The third quarter began with another Bennerman dunk. The North extended their lead to 70–57, but the South mounted a comeback. Four consecutive three-pointers, a block by Nana, and a fast-break score by Hodge reduced the North's lead to one point. After a timeout, Hodge's fast-break score gave the South a 1-point lead. Strong play from Hodge and Nana helped the South lead 90–88 entering the fourth quarter.

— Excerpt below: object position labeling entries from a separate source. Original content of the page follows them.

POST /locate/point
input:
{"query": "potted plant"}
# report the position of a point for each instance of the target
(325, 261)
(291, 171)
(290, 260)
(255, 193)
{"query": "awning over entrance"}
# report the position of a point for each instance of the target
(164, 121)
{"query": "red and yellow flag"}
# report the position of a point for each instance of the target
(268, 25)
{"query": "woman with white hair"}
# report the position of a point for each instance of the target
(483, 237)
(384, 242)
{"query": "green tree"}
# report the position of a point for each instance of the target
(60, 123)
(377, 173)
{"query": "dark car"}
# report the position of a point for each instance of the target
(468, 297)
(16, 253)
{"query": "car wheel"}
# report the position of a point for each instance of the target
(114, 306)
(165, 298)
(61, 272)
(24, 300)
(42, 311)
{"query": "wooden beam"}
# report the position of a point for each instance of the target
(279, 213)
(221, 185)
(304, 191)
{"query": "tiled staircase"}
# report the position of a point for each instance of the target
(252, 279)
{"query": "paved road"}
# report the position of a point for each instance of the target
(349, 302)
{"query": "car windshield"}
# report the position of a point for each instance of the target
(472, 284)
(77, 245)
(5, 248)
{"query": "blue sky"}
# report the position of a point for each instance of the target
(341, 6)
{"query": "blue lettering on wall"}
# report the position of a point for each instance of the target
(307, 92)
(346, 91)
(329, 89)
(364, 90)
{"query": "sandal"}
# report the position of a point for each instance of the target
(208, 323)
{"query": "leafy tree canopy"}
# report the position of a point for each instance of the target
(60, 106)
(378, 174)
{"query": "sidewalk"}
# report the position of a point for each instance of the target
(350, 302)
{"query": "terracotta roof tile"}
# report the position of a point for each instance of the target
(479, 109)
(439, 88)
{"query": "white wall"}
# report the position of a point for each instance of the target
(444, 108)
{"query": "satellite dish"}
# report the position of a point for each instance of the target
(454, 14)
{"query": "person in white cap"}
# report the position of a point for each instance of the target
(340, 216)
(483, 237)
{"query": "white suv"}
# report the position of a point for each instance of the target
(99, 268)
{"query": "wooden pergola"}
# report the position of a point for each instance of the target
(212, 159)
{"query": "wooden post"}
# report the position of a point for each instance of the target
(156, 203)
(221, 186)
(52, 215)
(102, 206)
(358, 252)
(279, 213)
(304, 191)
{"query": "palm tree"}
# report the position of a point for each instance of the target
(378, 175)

===== Fourth quarter =====
Both teams played more aggressive defense in the fourth quarter, resulting in frequent lead changes. A Bennerman dunk tied the game at 110 with 90 seconds remaining. Chris Burgess then scored five straight points, giving the South a 115–110 lead. Two plays by Energa Czarni Słupsk players cut the lead to one point. With 13 seconds left, Darnell Hinson was fouled on a made shot but missed the free throw; Nana secured the rebound and was fouled. His two free throws gave the South a 119–114 lead. Bennerman hit a buzzer beater three-pointer, but the South won 119–117. Harding Nana was named MVP.

== Sponsors ==
The event was sponsored by the city of Kalisz, Tauron Polska Energia, Multimedia Polska, Echo Investment, and Winiary. The three-point shootout was sponsored by Spalding, and the slam dunk contest by Tissot.